The most astonishing growth has been at the confusing Highway 62 interchange. Traffic engineers have looked at 50 scenarios for realigning the interchange (yes, 50) and boiled them down to alternatives that will connect to 62 with the least business impact possible.
But that may strike the death knell for Denny’s, International House of Pancakes and the Best Western Pony Soldier motel complex. That’s too bad for these longtime businesses, but the buyout compensations no doubt will be large enough to allow them to rebuild elsewhere if they desire.
The trio’s access to the confusing nest of roadways that surrounds them now is bad to worse. The businesses weren’t sounding all that unhappy about the possible demolition in a recent story on the interchange plan.
Construction of the new interchange is not expected to begin until the summer of 2003, so the state and federal governments still have plenty of time to fine tune a plan that makes sense and uses the $22 million available for the interchange the best way possible.
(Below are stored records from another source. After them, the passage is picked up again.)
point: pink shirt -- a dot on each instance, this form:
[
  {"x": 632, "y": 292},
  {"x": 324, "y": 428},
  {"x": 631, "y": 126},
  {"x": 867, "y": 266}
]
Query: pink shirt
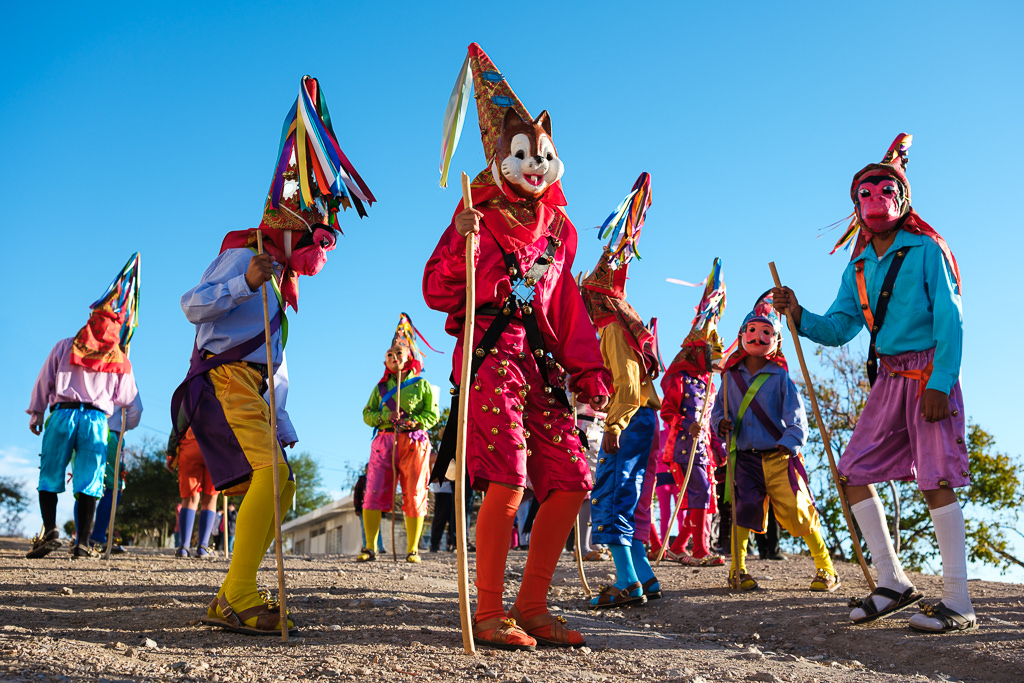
[{"x": 60, "y": 381}]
Highway 62 is not only a necessary link to the business, industry and homes of the White City area; it also is an important connector to highways that serve Central and Eastern Oregon, as well as Crater Lake National Park and other recreation areas in the Cascades.
So fixing it up — correcting the problems created by the poor planning of the past — is necessary to the prosperity of the greater Medford area.
Let’s be sure that today’s planners don’t leave problems for tomorrow’s, as did their predecessors. Put in your 2 cents’ worth as the process continues to unfold.